SecondFi has identified the root cause of the recent exploit that targeted hundreds of Cardano wallets. It warned affected users not to restore their recovery phrases into another wallet, as the compromise occurs at the private key level rather than the wallet application itself.
In an investigation update published on June 25, the Cardano wallet provider said the attack stemmed from a deterministic nonce derivation flaw in its software signer. This allowed attackers to mathematically reconstruct private keys from publicly available blockchain data after affected addresses signed transactions.
The findings come days after the exploit drained approximately 16 million ADA, worth about $2.4 million. It affected 374 wallets across four separate wallet-draining events.
SecondFi says signing flaw exposed private keys
According to SecondFi, the vulnerability existed at the address level. This means compromised keys remain exposed even if users import the same recovery phrase into another Cardano wallet.
The company said every transaction signed by an affected address leaked sufficient information for attackers to derive that address’s private key from on-chain data.
As a result, SecondFi urged affected users not to migrate their recovery phrases to another wallet or attempt to move funds independently. It warned that compromised addresses could be drained again.
It also cautioned against withdrawing staking rewards, as such transactions could expose funds to attackers monitoring the mempool.

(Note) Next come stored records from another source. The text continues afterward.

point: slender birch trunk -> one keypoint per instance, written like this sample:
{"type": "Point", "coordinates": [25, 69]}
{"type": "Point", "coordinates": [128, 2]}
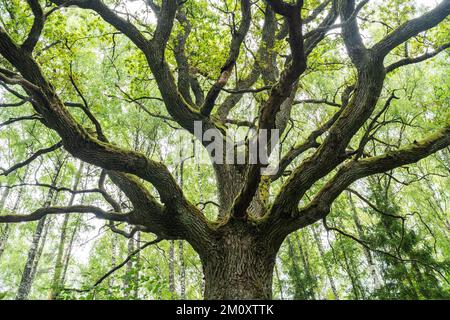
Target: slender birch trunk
{"type": "Point", "coordinates": [31, 265]}
{"type": "Point", "coordinates": [325, 262]}
{"type": "Point", "coordinates": [55, 288]}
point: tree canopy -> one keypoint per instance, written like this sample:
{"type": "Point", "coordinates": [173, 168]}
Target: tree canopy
{"type": "Point", "coordinates": [100, 107]}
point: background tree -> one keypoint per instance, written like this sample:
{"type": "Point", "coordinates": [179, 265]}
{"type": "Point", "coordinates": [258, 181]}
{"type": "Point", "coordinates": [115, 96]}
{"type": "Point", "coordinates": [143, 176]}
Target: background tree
{"type": "Point", "coordinates": [92, 75]}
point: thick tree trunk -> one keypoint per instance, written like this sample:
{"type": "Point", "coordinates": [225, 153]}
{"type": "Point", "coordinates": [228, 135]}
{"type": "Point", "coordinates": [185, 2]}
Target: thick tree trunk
{"type": "Point", "coordinates": [240, 267]}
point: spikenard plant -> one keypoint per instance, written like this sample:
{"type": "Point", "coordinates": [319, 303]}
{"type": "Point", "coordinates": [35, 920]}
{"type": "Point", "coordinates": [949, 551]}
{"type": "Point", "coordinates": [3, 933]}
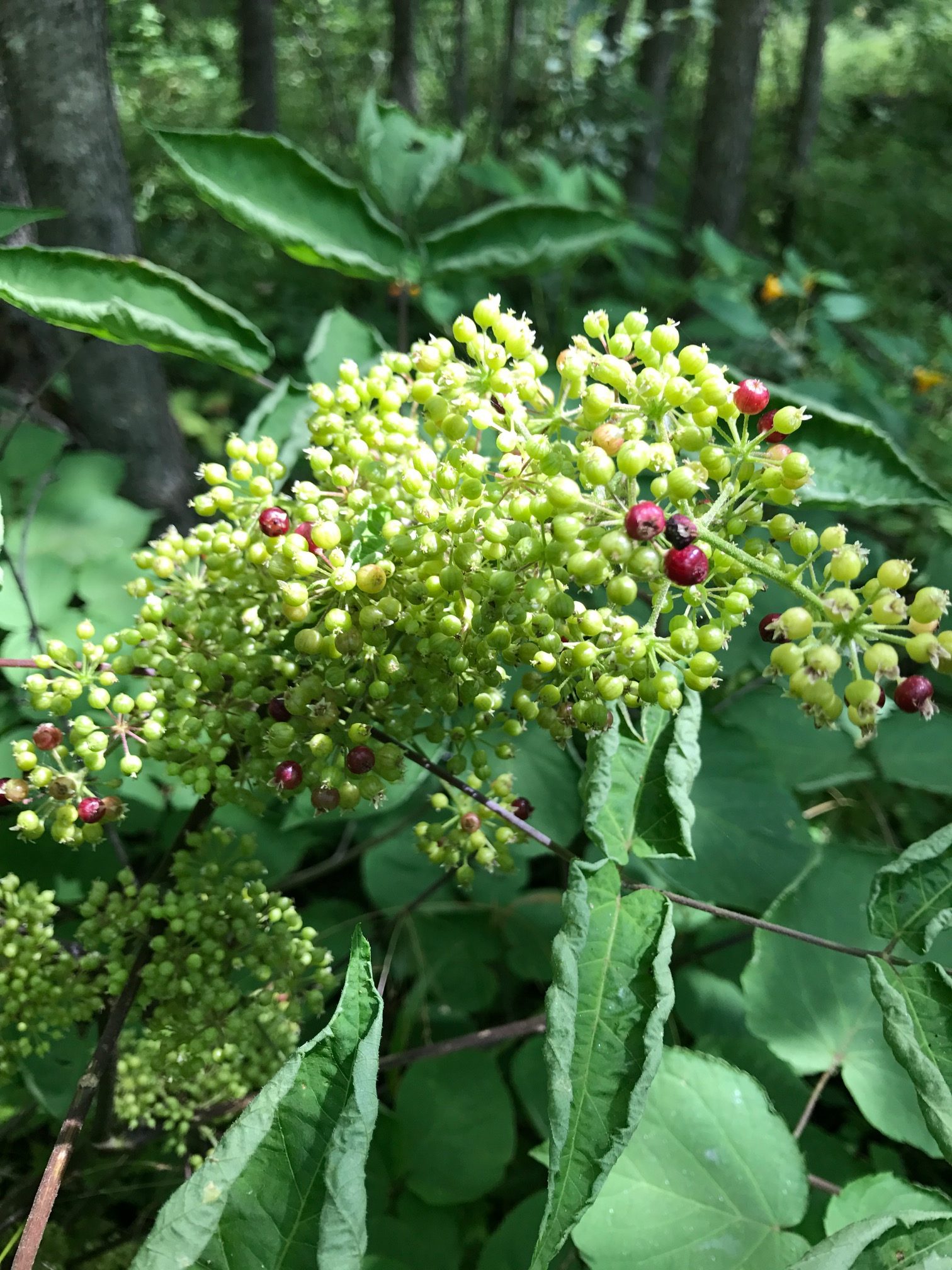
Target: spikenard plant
{"type": "Point", "coordinates": [470, 551]}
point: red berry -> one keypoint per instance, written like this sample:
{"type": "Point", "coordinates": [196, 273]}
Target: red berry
{"type": "Point", "coordinates": [326, 798]}
{"type": "Point", "coordinates": [288, 775]}
{"type": "Point", "coordinates": [751, 397]}
{"type": "Point", "coordinates": [771, 637]}
{"type": "Point", "coordinates": [361, 760]}
{"type": "Point", "coordinates": [681, 530]}
{"type": "Point", "coordinates": [47, 736]}
{"type": "Point", "coordinates": [92, 809]}
{"type": "Point", "coordinates": [766, 425]}
{"type": "Point", "coordinates": [686, 566]}
{"type": "Point", "coordinates": [644, 521]}
{"type": "Point", "coordinates": [273, 522]}
{"type": "Point", "coordinates": [914, 696]}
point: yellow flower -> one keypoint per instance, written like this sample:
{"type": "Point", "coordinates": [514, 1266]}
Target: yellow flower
{"type": "Point", "coordinates": [924, 379]}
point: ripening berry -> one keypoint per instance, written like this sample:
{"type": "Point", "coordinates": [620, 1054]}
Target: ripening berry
{"type": "Point", "coordinates": [361, 760]}
{"type": "Point", "coordinates": [288, 775]}
{"type": "Point", "coordinates": [644, 521]}
{"type": "Point", "coordinates": [47, 736]}
{"type": "Point", "coordinates": [679, 530]}
{"type": "Point", "coordinates": [686, 566]}
{"type": "Point", "coordinates": [91, 811]}
{"type": "Point", "coordinates": [914, 696]}
{"type": "Point", "coordinates": [273, 522]}
{"type": "Point", "coordinates": [751, 397]}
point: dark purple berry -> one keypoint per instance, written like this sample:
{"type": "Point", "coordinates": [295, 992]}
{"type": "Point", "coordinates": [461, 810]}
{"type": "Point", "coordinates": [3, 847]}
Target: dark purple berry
{"type": "Point", "coordinates": [681, 530]}
{"type": "Point", "coordinates": [273, 522]}
{"type": "Point", "coordinates": [644, 521]}
{"type": "Point", "coordinates": [361, 760]}
{"type": "Point", "coordinates": [91, 811]}
{"type": "Point", "coordinates": [288, 775]}
{"type": "Point", "coordinates": [687, 567]}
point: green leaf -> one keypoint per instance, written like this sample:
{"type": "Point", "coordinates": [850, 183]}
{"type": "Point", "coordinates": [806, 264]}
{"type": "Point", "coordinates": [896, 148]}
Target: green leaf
{"type": "Point", "coordinates": [131, 301]}
{"type": "Point", "coordinates": [912, 897]}
{"type": "Point", "coordinates": [13, 219]}
{"type": "Point", "coordinates": [286, 1184]}
{"type": "Point", "coordinates": [519, 235]}
{"type": "Point", "coordinates": [337, 337]}
{"type": "Point", "coordinates": [268, 187]}
{"type": "Point", "coordinates": [914, 1241]}
{"type": "Point", "coordinates": [814, 1007]}
{"type": "Point", "coordinates": [881, 1196]}
{"type": "Point", "coordinates": [402, 159]}
{"type": "Point", "coordinates": [456, 1131]}
{"type": "Point", "coordinates": [712, 1176]}
{"type": "Point", "coordinates": [857, 464]}
{"type": "Point", "coordinates": [606, 1012]}
{"type": "Point", "coordinates": [638, 792]}
{"type": "Point", "coordinates": [917, 1021]}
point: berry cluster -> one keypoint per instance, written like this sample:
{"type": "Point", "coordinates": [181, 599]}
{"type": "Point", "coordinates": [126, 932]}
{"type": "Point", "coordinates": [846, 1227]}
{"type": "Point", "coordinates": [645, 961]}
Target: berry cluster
{"type": "Point", "coordinates": [461, 559]}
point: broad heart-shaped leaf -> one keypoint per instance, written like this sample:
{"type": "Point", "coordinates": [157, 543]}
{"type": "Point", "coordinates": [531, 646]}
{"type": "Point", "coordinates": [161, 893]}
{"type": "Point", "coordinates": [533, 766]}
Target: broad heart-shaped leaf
{"type": "Point", "coordinates": [606, 1011]}
{"type": "Point", "coordinates": [268, 187]}
{"type": "Point", "coordinates": [856, 462]}
{"type": "Point", "coordinates": [881, 1196]}
{"type": "Point", "coordinates": [402, 159]}
{"type": "Point", "coordinates": [286, 1184]}
{"type": "Point", "coordinates": [914, 1241]}
{"type": "Point", "coordinates": [13, 219]}
{"type": "Point", "coordinates": [130, 301]}
{"type": "Point", "coordinates": [711, 1179]}
{"type": "Point", "coordinates": [339, 336]}
{"type": "Point", "coordinates": [912, 897]}
{"type": "Point", "coordinates": [637, 792]}
{"type": "Point", "coordinates": [522, 234]}
{"type": "Point", "coordinates": [917, 1020]}
{"type": "Point", "coordinates": [814, 1007]}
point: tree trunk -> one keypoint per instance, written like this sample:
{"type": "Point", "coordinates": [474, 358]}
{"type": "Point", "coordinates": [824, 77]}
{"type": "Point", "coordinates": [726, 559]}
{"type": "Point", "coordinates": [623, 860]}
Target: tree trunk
{"type": "Point", "coordinates": [458, 86]}
{"type": "Point", "coordinates": [403, 55]}
{"type": "Point", "coordinates": [259, 92]}
{"type": "Point", "coordinates": [807, 113]}
{"type": "Point", "coordinates": [653, 77]}
{"type": "Point", "coordinates": [54, 60]}
{"type": "Point", "coordinates": [728, 117]}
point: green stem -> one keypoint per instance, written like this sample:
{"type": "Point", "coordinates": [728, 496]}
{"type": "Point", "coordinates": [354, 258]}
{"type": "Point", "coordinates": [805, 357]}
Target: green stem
{"type": "Point", "coordinates": [764, 571]}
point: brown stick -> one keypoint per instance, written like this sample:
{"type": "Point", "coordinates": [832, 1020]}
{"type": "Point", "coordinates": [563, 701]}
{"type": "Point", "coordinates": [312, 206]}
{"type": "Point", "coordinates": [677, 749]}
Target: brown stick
{"type": "Point", "coordinates": [71, 1127]}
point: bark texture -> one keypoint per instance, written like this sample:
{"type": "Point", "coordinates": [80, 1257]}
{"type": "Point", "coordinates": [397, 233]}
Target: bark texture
{"type": "Point", "coordinates": [54, 59]}
{"type": "Point", "coordinates": [727, 125]}
{"type": "Point", "coordinates": [259, 91]}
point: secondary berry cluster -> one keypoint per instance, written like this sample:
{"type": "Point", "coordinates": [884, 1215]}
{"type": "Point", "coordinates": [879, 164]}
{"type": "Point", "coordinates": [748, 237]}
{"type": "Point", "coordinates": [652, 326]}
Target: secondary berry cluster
{"type": "Point", "coordinates": [465, 554]}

Instead, the wallet provider advised affected users to wait for its official recovery process while submitting claims through its support portal.
Recovery effort enters next phase
SecondFi said it has completed mapping all wallets affected during the initial exploit and has begun the next stage of its recovery program.

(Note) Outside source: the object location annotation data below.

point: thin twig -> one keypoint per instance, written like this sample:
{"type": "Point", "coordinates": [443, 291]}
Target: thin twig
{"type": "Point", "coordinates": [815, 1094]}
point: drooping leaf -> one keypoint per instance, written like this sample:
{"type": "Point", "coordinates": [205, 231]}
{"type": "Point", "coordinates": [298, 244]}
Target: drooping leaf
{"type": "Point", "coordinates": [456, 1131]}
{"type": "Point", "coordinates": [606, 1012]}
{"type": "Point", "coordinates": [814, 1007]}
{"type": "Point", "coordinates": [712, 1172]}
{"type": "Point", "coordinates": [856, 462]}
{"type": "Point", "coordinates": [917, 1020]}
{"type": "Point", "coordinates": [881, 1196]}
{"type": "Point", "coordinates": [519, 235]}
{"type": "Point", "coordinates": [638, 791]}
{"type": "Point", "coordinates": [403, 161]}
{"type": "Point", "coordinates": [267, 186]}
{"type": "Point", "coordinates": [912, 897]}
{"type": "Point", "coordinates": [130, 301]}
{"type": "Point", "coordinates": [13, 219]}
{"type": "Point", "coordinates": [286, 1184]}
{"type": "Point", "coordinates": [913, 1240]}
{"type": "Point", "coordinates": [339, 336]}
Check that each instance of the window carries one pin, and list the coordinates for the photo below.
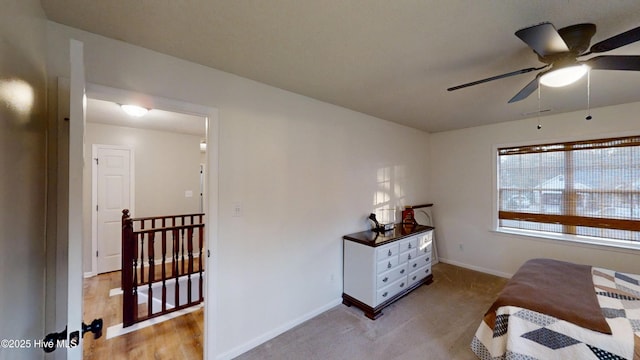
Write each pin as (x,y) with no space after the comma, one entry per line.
(582,188)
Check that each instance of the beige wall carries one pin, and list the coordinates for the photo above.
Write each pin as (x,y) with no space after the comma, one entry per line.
(166,165)
(23,168)
(305,173)
(461,185)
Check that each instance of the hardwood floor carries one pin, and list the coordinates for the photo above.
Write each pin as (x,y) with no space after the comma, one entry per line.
(178,338)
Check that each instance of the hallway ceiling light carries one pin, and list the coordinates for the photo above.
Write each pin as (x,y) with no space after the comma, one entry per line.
(134,110)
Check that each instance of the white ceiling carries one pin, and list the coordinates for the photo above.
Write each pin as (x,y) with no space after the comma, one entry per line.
(390,59)
(107,112)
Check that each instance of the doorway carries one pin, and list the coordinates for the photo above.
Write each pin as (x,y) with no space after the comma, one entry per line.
(112,185)
(206,180)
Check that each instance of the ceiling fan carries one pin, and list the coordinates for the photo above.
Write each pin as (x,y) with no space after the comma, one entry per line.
(559,50)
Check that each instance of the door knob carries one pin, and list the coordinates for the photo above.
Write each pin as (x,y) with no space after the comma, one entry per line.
(53,340)
(95,327)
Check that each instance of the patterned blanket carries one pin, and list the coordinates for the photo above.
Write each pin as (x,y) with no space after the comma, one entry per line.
(521,334)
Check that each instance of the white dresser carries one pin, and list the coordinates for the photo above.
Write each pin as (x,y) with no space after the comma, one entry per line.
(381,268)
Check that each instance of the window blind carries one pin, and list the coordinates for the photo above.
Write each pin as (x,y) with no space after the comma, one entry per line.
(589,188)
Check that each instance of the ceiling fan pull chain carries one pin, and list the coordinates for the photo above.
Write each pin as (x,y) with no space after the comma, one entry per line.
(539,125)
(589,117)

The company confirmed that 374 wallet addresses were impacted, with approximately 16 million ADA compromised. It added that emergency containment efforts have already secured around 129 million ADA, which is being held pending recovery operations.
SecondFi has also established a dedicated restoration fund to reimburse affected users and engaged multiple external security firms to audit its systems before resuming normal operations.

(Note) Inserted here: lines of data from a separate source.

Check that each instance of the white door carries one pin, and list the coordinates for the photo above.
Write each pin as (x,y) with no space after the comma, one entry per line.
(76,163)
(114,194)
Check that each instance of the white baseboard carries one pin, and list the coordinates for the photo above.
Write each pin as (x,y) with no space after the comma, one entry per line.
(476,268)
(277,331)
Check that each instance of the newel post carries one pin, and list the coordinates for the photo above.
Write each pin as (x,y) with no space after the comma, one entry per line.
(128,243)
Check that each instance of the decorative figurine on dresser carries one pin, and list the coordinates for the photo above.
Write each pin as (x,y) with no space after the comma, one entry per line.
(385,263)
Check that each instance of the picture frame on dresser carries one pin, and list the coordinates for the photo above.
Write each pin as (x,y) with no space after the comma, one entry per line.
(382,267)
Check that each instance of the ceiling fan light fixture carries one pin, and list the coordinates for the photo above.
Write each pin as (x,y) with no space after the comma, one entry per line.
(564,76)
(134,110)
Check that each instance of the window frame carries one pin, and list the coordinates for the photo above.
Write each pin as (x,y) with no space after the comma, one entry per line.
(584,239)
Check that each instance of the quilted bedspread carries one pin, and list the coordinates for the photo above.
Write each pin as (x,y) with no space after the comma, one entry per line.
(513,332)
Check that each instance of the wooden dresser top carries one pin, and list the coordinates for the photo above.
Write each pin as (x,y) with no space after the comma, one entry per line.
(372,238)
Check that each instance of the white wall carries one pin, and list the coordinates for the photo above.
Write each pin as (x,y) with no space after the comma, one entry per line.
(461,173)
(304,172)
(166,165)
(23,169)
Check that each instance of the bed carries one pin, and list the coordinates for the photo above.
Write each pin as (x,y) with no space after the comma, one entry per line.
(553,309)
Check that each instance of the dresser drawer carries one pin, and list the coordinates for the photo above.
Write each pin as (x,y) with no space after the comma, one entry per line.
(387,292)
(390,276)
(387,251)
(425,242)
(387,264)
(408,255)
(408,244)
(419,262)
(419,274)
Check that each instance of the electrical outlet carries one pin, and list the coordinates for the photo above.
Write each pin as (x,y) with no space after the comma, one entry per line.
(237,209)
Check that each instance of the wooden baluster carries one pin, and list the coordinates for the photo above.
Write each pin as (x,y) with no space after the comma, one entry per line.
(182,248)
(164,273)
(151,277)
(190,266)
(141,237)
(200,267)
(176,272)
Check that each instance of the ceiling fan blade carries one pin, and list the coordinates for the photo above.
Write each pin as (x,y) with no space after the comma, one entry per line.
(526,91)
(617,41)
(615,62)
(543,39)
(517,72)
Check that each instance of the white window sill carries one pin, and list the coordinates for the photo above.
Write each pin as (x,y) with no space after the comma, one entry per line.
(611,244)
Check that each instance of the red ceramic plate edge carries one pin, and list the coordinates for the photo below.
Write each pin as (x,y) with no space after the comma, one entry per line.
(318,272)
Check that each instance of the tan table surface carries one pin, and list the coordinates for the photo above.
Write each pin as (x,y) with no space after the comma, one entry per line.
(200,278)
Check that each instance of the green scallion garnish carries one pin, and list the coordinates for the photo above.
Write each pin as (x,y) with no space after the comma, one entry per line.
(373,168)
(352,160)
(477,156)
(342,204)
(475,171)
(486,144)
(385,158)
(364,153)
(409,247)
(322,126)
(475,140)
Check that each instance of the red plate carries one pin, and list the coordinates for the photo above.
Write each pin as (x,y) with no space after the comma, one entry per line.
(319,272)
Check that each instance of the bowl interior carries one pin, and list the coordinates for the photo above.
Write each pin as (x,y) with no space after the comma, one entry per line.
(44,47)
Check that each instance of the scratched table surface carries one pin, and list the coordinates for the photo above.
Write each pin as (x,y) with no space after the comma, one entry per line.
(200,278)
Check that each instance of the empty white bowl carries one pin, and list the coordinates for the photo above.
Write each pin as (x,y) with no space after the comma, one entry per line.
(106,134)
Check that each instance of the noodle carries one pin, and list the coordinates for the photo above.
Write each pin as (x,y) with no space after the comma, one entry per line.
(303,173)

The platform remains in maintenance mode while independent security reviews continue.
Investigators identify two attacker groups
As part of its latest update, SecondFi said it had identified and isolated the blockchain addresses associated with two attackers responsible for the automated wallet-draining campaigns between June 21 and 23.
According to the investigation, one attacker drained 171 wallets across two waves. At the same time, a second actor compromised 203 wallets during a separate sweep.
The company also disclosed that approximately 4.02 million ADA linked to the exploit remains in one identified collection wallet. The wallet has been flagged and remains under active monitoring.
Final Summary
- SecondFi traced the Cardano wallet exploit to a deterministic nonce-derivation flaw that enabled attackers to reconstruct private keys from public blockchain data.
- The company has launched a recovery program, identified two attacker groups, and warned affected users not to restore compromised recovery phrases into other wallets.